Geringer related this story to the Saturday night crowd. “I finally broke the news to them that I was governor but they didn’t react very well to it. Finally, one of them got his Wyoming highway map out of the car and said, by golly, he really is the governor. What the heck are you doing out here all alone?” It took the cell phone ringing to finally convince them that things were all right.
Geringer had even helped them guide their vehicles over the rough rocks at Rocky Ridge and had his picture taken with them. He was about a half mile from us over another hill.
We told him to start walking toward us and we’d pick him up.
He was still game. And he was still looking for that doggone antelope. So, we drove for about ten minutes along a ridge, but no luck. We were now ten miles from where the original shot was taken and both Bill Gustin and I were wondering just how determined is this guy?

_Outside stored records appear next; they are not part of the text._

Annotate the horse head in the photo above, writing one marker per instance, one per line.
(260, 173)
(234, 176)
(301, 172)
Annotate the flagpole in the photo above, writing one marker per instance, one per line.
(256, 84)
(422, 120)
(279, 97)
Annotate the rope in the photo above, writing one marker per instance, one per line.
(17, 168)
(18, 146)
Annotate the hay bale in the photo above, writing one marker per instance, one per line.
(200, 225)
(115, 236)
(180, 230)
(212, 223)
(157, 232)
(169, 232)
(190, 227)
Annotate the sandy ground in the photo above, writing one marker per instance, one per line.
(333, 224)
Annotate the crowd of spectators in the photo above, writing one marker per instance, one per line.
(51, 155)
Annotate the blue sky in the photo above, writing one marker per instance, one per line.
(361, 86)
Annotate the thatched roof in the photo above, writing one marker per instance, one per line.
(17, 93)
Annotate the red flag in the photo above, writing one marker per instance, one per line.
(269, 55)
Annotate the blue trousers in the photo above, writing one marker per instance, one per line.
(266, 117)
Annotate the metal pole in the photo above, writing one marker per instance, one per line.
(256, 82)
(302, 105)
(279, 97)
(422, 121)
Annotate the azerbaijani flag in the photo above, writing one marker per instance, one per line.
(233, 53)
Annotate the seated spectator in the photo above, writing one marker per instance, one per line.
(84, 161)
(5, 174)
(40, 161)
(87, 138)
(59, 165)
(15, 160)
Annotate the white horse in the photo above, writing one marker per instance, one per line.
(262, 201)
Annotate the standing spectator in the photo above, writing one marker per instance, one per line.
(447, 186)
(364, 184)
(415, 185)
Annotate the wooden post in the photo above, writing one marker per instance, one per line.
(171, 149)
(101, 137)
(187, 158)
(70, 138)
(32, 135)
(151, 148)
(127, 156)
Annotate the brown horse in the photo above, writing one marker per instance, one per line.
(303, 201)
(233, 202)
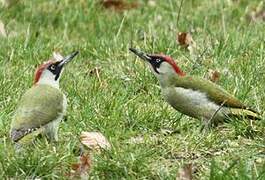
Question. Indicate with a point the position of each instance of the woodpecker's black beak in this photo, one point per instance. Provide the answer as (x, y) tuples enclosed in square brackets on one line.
[(56, 68), (67, 59), (141, 54)]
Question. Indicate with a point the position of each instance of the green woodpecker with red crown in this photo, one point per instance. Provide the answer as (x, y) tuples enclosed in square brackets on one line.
[(42, 107), (193, 96)]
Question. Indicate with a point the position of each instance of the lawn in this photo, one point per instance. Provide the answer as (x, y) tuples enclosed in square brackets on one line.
[(111, 91)]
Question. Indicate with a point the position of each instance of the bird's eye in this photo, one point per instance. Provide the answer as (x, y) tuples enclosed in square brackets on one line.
[(53, 67), (158, 60)]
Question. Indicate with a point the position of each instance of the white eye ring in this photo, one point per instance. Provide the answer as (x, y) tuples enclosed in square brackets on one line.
[(53, 67)]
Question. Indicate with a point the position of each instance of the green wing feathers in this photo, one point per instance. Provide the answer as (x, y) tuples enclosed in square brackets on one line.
[(38, 106), (217, 95)]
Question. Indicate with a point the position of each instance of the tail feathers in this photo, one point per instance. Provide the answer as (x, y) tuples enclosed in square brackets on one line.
[(246, 113)]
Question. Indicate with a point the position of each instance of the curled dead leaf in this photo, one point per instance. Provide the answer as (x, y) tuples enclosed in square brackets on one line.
[(94, 140), (57, 56), (185, 173), (118, 5), (82, 168), (258, 13), (151, 3), (185, 39), (94, 71), (9, 3), (2, 30)]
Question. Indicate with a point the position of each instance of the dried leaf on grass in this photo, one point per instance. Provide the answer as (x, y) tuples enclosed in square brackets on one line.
[(57, 56), (214, 75), (94, 71), (151, 3), (2, 30), (185, 173), (82, 168), (9, 3), (118, 5), (94, 140), (185, 40), (258, 13)]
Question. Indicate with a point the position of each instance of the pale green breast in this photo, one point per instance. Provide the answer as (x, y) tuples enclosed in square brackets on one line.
[(40, 105)]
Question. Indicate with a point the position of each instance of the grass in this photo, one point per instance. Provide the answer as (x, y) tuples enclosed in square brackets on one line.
[(124, 101)]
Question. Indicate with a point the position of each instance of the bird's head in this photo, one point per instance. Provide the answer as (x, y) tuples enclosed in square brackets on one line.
[(50, 71), (160, 64)]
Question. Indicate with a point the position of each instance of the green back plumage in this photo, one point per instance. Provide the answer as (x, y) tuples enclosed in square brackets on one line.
[(214, 92), (38, 106)]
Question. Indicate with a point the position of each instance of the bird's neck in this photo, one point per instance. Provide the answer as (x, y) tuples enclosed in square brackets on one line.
[(166, 80), (47, 78), (46, 81)]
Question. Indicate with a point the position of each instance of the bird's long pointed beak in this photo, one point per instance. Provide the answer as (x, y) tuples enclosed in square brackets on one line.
[(140, 54), (68, 58)]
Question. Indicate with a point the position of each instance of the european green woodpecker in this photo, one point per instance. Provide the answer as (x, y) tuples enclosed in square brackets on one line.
[(43, 106), (193, 96)]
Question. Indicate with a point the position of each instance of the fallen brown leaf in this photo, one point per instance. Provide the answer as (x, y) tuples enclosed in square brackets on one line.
[(214, 75), (57, 56), (184, 39), (94, 140), (2, 30), (185, 173), (258, 13), (82, 168), (9, 3), (151, 3), (118, 5), (94, 71)]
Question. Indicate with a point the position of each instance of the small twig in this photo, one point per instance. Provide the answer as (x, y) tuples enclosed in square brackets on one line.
[(214, 114), (180, 7)]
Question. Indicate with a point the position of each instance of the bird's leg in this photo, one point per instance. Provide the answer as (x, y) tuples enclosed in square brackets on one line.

Later, Joaquin (who had spent a career stalking people) admiringly said he thought Geringer was “the stubbornnest guy I ever did see.”
Finally, Geringer was getting impatient and suggested we turn around and head back in the original direction. Then he got out and walked over the ridge. Pretty soon, he motioned that he thought he had found that buck.
Sure enough, it was the same one.
Geringer quickly loaded up, took aim, shot and put the injured buck out its pain.
Later that night at the banquet, Geringer would say, “That antelope would have died a natural death – he would have been eaten by a coyote, probably eaten alive. I didn’t want that – I wanted to put him out of his misery.
“I passed up several other big bucks as I was stalking the injured one. It sure would have been easy to just blast another one and go about my business, but that isn’t the ethic of Wyoming hunting and the ethic of the One Shot.”
Geringer Hiked 12 Miles
We estimated that Geringer had walked 12 miles over four hours on some of the roughest terrain in Wyoming on probably the hottest day in the history of the One Shot. He crossed Rocky Ridge three times. His cowboy boots had several big holes in them.
Geringer had told his audience Saturday night about how his dad moved to America from Russia because he wanted to own his own land. Geringer obviously is tough and he obviously has strong feelings about how things should be done here in Wyoming.
He got a standing ovation from the hunter-friendly crowd when he wrapped up his talk by saying: “They can pry my gun from my cold, dead hands . . . but that can’t take the spirit from my heart.”
I appreciated what Joaquin said about the governor when he used one of his old Texas Ranger expressions to describe Geringer: “He’ll do to ride a river with.”